Potentials for disruption
Most online services are inherently reliant upon a client-server model, because investment in new infrastructure is expensive. Client-server models also unfairly advantage the server side of the information exchange allowing server owners to become data brokers without client benefit. Worse is that server providers frequently opaquely alter the tone and substance of a conversation to artificially position traffic for their business advantage, which creates online perceptions out of alignment with real world sentiments. A true point-to-point model is essentially a client-client model where are all parties are equal and server owners are removed from the information exchange.

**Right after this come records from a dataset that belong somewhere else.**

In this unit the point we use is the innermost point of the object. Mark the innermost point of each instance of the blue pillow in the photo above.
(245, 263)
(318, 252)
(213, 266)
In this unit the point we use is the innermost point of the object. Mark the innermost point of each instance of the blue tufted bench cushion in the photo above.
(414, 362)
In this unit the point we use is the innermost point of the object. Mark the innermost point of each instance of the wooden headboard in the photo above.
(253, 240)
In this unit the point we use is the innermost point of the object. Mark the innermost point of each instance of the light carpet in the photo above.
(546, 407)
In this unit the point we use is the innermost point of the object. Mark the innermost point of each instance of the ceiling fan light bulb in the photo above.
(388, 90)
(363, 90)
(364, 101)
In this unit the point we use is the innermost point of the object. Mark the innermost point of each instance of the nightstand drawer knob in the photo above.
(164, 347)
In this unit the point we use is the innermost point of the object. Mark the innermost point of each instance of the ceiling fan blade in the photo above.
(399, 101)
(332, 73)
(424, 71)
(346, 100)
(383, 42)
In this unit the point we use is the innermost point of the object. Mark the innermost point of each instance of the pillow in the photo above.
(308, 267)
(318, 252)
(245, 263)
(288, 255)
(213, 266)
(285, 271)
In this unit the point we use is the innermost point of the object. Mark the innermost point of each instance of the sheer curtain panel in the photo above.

My initial motivation to create this technology was to allow access to my own connected personal devices and data even when separated by great distance. When I leave home to travel around the world on a military deployment I should be able to access my personal computer through the internet with security and privacy. Currently I cannot reliably do that. I should be able to communicate with my wife without funneling our private messages through some central service. End-to-end encryption provides some level of reassurance but is not a complete solution, because it still requires a degree of trust vested in that service provider. You can achieve end-to-end encryption without any central service.
A true point-to-point solution with end-to-end encryption, mutually trusted certificates, and tunneling through the internet ensures users can talk freely without pressure from oppressive governments or artificial social influence. It also ensures that information exchange isn't limited by the interests, terms, or availability of service providers.